Catatan Perjalanan Sumba Egy Massadiah (Bagian Pertama)
NEWSURBAN.ID – “Pak Egy harus ke sini. Ini luar biasa,” suara Doni Monardo di ujung telepon. Rupanya, ia tengah berada di Nihi Resort, Sumba, Nusa Tenggara Timur. Saya sungguh penasaran. Apalagi ditambahi kalimat susulan, “rugi kalau gak ke sini.”
Tanpa pikir panjang, saya berangkat. Perjalanannya cukup mudah. Dari Bandara Soekarno Hatta pagi hari langsung ke Denpasar, transit satu jam, lanjut terbang satu jam ke bandara Tambolaka, Sumba Barat Daya. Letak bandaranya berada di pesisir utara pulau Sumba, tepatnya di daerah Radamata.
Sementara, Nihi Resort adanya di pesisir selatan. Tapi bukan masalah. Sebab, Sumba adalah pulau yang relatif kecil. Luas keseluruhan hanya 11.000 km2. Jarak Tambolaka ke Nihi pun tak jauh, hanya 62 km. Perjalanan ke Nihi menggunakan mobil, saya tempuh dalam waktu 1,5 jam, melewati rute Waimanguar dan Waikaboebak.

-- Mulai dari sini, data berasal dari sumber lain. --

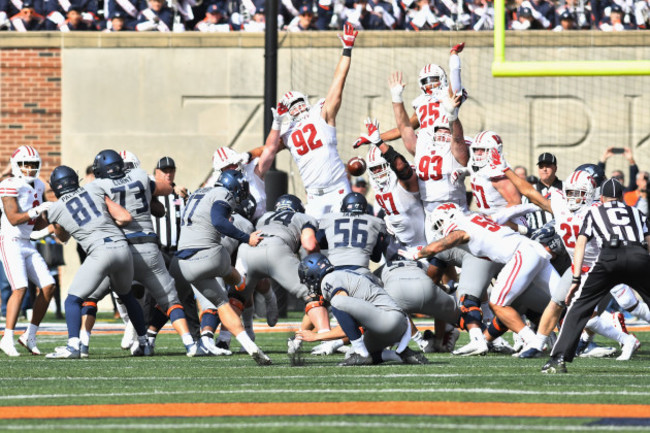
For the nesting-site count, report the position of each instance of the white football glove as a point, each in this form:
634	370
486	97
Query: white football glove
36	211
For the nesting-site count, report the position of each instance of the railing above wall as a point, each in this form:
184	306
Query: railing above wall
375	39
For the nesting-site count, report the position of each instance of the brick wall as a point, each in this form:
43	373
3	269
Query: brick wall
30	104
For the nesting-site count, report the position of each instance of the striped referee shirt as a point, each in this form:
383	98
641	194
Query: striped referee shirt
168	227
615	218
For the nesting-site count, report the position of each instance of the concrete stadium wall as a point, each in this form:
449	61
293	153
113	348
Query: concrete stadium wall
183	95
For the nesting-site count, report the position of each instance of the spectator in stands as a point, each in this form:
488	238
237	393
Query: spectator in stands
27	19
567	22
215	21
617	174
639	197
156	17
483	15
129	10
615	23
304	21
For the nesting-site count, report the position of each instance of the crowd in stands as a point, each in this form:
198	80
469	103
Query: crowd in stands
302	15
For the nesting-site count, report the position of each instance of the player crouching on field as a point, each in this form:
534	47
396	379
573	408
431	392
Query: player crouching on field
357	302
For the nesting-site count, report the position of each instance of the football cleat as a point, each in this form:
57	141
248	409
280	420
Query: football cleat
555	366
272	313
410	356
630	345
83	351
595	351
8	347
129	337
29	344
141	349
473	348
261	358
67	352
500	345
327	347
191	350
355	359
530	352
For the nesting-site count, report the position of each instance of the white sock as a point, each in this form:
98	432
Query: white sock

Tibalah saya di Nihi. Sebuah resort yang pernah viral karena diinapi David Beckham dan keluarganya. “Hotel terbaik di dunia” dua tahun berturut-turut ini bukanlah sebuah bangunan gedung mewah dengan arsitektur bergaya Eropa lengkap dengan ornament interior yang wah.

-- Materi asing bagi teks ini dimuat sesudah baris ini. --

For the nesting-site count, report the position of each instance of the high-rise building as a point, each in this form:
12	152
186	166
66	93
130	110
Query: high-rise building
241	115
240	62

Inilah Nihi Sumba. Hotel dengan tagline “Edge Of Wildness™” (tepi yang liar). Itu ditegaskan dalam narasi Nihi sebagai materi promosi. Nihi, disebut bukan sekadar pelarian sementara dari rutinitas sehari-hari. Inilah perjalanan kembali ke kehidupan sesungguhnya. Dimana keistimewaan bertemu kebebasan yang tanpa bertepi.
Nihi adalah tempat merasakan hubungan dengan sesuatu yang lebih besar dari diri sendiri. Sebuah surga untuk petualang, pengembara yang haus akan ambisi dan penuh rasa penasaran. Siapa pun yang datang, akan terpatri sebuah kesan abadi. Inilah liburan dengan sebuah tujuan. Destinasi wisata penuh makna. Ruang kontemplasi yang hening.
Itu semua benar adanya. Selama beberapa hari menginap di sana, nilai-nilai hakiki dari hakikat berlibur saya temukan. Paduan resort tepi pantai, dikelilingi hutan di bibir Samudera Hindia serta pelayanan yang excellent.
Pagi hari, sebuah perahu motor sudah disiapkan untuk pergi memancing. Nakhoda kapal motor mengarahkan ke lokasi rumpon yang sudah lama dibenamkan di dasar laut. Kurang satu jam dari bibir pantai, kapal berhenti di spot yang dituju, sejurus kemudian Doni Monardo pun melempar umpan dari joran pancing.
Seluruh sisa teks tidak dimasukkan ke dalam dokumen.